Kindern und Jugendlichen sollte vom Energydrinkkonsum abgeraten werden, insbesondere dann, wenn ein erhöhtes kardiovaskuläres Risiko (z. B. abgeheilte Myokarditis, kardiale Hypertrophie, korrigierte angeborene Herzfehler, Herzrhythmusstörungen, Bluthochdruck, Zuckerstoffwechselstörungen, Übergewicht) besteht oder eine Begleitmedikation (z. B. Methylphenidat) eingenommen wird [13, 14]. Des Weiteren sollten Minderjährige über energydrinkassoziierte Gesundheitsrisiken sowie über einen verantwortungsbewussten Konsum entsprechender Getränke aufgeklärt werden (z. B. mäßiger Konsum, kein simultaner Alkoholkonsum, keine Einnahme vor/während sportlicher Betätigung) [13]. Aus präventionsmedizinischer Sicht leuchtet ein generelles Verkaufsverbot von Energydrinks an Minderjährige, wie es in Litauen und Lettland bereits der Fall ist, ein [8, 9]. Die wissenschaftlichen Ergebnisse der EDUCATE-Studie sollten hierbei durch entsprechende Entscheidungsträger herangezogen werden. Energydrinks werden seitens der Hersteller aggressiv vermarktet und in der Werbung oft mit sportlichen Erfolgen in Verbindung gebracht. Durch die Einschränkung entsprechender Werbemaßnahmen könnten Minderjährige vor einer solch verzerrten Darstellung geschützt werden. Profisportler sowie Veranstalter von Sportevents sollten sich hierbei ihrer Vorbildrolle bewusst sein.

Fazit für die Praxis

  • Der Konsum von Energydrinks ist unter Kindern und Jugendlichen weit verbreitet.

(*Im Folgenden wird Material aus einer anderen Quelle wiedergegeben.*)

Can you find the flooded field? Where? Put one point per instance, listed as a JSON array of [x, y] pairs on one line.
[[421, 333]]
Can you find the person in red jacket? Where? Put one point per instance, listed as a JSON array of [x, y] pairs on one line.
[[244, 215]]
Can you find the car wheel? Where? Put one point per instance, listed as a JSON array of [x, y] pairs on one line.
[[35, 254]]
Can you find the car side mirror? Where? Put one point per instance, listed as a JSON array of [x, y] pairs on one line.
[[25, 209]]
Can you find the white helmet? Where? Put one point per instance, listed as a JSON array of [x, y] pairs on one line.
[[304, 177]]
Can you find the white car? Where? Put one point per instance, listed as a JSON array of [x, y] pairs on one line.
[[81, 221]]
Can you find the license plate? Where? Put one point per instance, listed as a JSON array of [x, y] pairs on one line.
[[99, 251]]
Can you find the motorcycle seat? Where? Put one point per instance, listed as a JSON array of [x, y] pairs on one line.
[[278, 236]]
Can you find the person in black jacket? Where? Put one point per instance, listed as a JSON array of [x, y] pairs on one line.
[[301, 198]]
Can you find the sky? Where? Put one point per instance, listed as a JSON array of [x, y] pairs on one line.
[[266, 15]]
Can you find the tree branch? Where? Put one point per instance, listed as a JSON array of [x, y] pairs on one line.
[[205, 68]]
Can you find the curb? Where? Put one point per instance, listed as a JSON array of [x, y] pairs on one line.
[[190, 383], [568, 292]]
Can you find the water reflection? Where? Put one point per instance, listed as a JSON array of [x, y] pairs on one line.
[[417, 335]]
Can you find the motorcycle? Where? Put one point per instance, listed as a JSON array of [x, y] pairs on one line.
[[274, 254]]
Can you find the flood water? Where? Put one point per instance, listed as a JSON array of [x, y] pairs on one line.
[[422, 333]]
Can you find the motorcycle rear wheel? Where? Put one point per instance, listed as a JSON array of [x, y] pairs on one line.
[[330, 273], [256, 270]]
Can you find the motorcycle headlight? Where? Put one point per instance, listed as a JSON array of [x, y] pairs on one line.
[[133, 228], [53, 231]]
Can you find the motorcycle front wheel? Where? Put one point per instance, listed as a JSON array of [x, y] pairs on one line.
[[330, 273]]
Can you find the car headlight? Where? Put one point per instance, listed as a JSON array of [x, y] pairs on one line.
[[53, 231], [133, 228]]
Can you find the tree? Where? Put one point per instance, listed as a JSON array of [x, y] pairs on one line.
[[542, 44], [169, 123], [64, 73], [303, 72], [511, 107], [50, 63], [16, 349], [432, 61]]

  • Der akute Konsum von Energydrinks ist mit negativen Auswirkungen auf die Herz-Kreislauf-Funktion bei Kindern und Jugendlichen assoziiert.

  • Kindern und Jugendlichen sollte vom Energydrinkkonsum abgeraten werden, insbesondere dann, wenn ein erhöhtes kardiovaskuläres Risiko besteht.

  • Der Konsum von Energydrinks zusammen mit Partydrogen sowie vor/während sportlichen Betätigungen kann das kardiovaskuläre Risiko erhöhen und sollte gänzlich vermieden werden.